The Worry Box

I am reading an excellent book right now called “Outrageous Openness, or Letting the Divine Take the Lead” by *Tosha Silver. The inner cover of the book reads “what if the Divine is constantly igniting road flares to get our attention? What if there actually is a Supreme Organizing Principle with an unbridled sense of humor? And what if we each have this ardent suitor who’s writing us love letters every day that often go unopened?”

The book is easy to read; each chapter is about two pages long, and covers such topics as “Giving It All Up,” “Own Your Own Power (Or Someone Else Will),” “Mundane Miracles and Other Mysteries,” “Be Who You Are, Really,” and so much more. In the chapter called “Following the Inner Lead,” it explains thinking inside the box (versus thinking outside the box).

This chapter reminded me of when I was smart enough to assign a day and time limit on my worrying (I have my PhD in worrying, plus an advanced degree in DmN [Driving Myself Nuts]). Tuesday night between 6pm and 7pm was my official “worry time.” I would save up all my worries for that time—I would write each worry on a slip of paper and store them all in a box so that I could be ready for my weekly worry time. Come Tuesday night at 6:00pm, I would read the worries out loud, then think of a possible solution. If my solution was good, I’d start putting it in place and throw away the slip of paper.

But that, like so many good ideas, gradually went by the wayside and I stopped doing it. Then a dear friend lent me “Outrageous Openness, or Letting the Divine Take the Lead” and I started my worry box again. So whenever a worry comes into my mind, I write it down and pop it into the box. When the worry or problem starts niggling at me (usually when I’m trying to go to sleep), I can now say, “it’s in the box. It’s done.”

For example, the Crankee Yankee and I have been a one-car family for quite a while now. He has a wonderful old Toyota T-100 red truck he loved, but over the years it has become harder to find parts, and of course things have gone wonky on it here and there. So there it sits in our driveway with a big “For Sale” sign on it. A friend of ours has a truck to sell that the Crankee Yankee would love, but in order to buy it, he needs to get a certain amount for the T-100. So far, no takers.
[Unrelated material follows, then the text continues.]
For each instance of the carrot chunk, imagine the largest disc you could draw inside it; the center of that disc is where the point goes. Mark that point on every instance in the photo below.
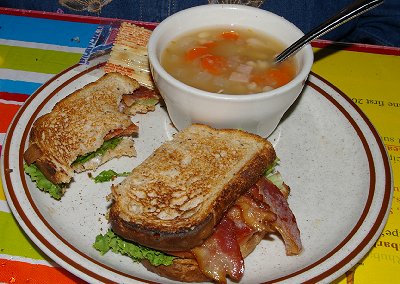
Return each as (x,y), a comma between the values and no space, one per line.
(230,35)
(196,52)
(213,64)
Therefore a note regarding this has gone right into the box; it says that the Crankee Yankee HAS a good working truck. The “has” is important, because we know he NEEDS a truck–and we want him to HAVE a truck. Get it? This is the way things get done in my humble opinion–you put the worry/issue out there in the universe, do all you can to encourage the right thing to happen, then forget about it. The positive intention is now out there, virtually broadcasting the Crankee Yankee’s needing to have a working truck.

Please note that I said “do all you can to encourage the right thing to happen,” emphasis on the “do all you can” part. Regarding the truck, we have advertised, have spoken to interested parties, and have the truck right in the driveway with “For Sale” signs. It isn’t that I believe that the perfect truck will magically drop down from the heavens because we wish it so. It’s simply that I believe that the universe, the divine lead, whatever you wish to call it has loads of abundance for us all and is just waiting to be asked to give it to us.

That said, I will let you know when the Crankee Yankee has a good working truck. In the meantime, the worry box is filling up, and my mind is emptying out.